Thai web editor faces lese-majeste charges
BANGKOK A THAI web editor facing decades behind bars over remarks about the monarchy posted by other people on her website said she still hopes to be acquitted ahead of a closely- watched verdict this week.
A Bangkok court is set to decide on Monday on charges against Chiranuch Premchaiporn that could carry a penalty of up to 20 years in prison, in a case that has shone a spotlight on Thailand’s strict lese majeste and computer laws.
Chiranuch, the editor of the popular Prachatai news website, denies allegations that she did not remove 10 online posts perceived as critical to the monarchy quickly enough in 2008.
“I don’t think I’m guilty; I think I did the right thing.
Fighting this is the way to prove that I’m right,” she said.
Chiranuch’s case has received widespread international attention, because of both the length of the potential sentence and the fact the accusations relate to other people’s comments that she says she removed as quickly as possible.
She has also made the unusual decision to deny the charges — many accused in Thai lese majeste trials opt to plead guilty in the hope of receiving a royal pardon.
“This is a quick solution for those who have that option but I don’t think that’s the right way to resolve the issue.
That just means that it will remain an open wound in Thai history and the Thai justice system,” she said.
The royal family is a highly sensitive topic in politically turbulent Thailand.
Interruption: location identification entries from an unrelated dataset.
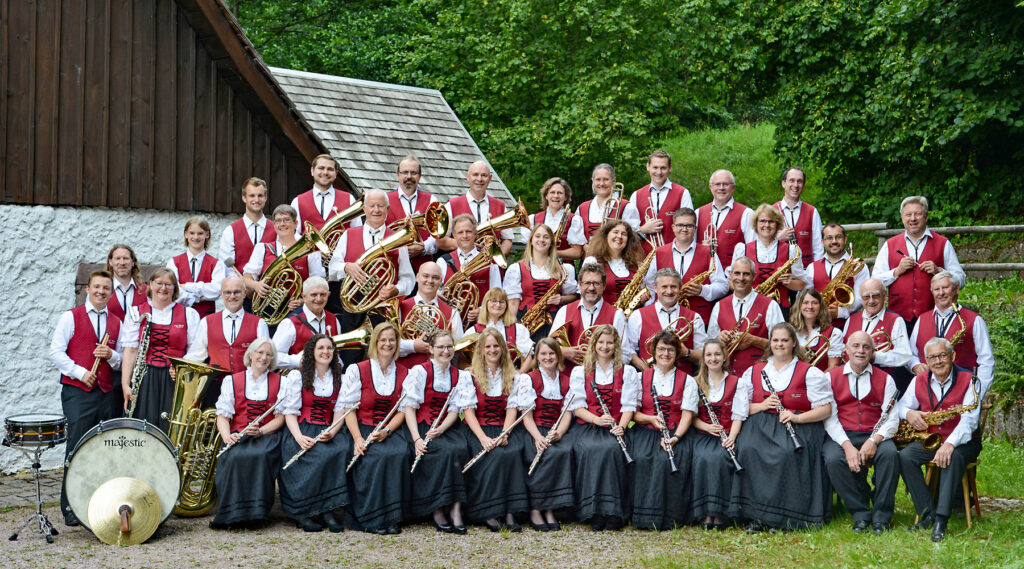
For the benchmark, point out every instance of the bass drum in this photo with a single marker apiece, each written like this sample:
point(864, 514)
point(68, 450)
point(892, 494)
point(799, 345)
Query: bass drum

King Bhumibol Adulyadej, who is revered as a demi-god by many Thais, has been hospitalised since September 2009.
Observers say prosecutions under lese majeste legislation — which bans criticism of the king, queen, heir or regent — surged following a 2006 coup by royalist generals that left the kingdom deeply polarised.
The country saw huge street protests in Bangkok and a violent crackdown in 2010.
An innocent verdict would herald a slight widening of public space on the Internet, while a guilty judgment would see “an ugly backlash” against Thailand’s approach to freedom of expression, said David Streckfuss, an expert on lese majeste.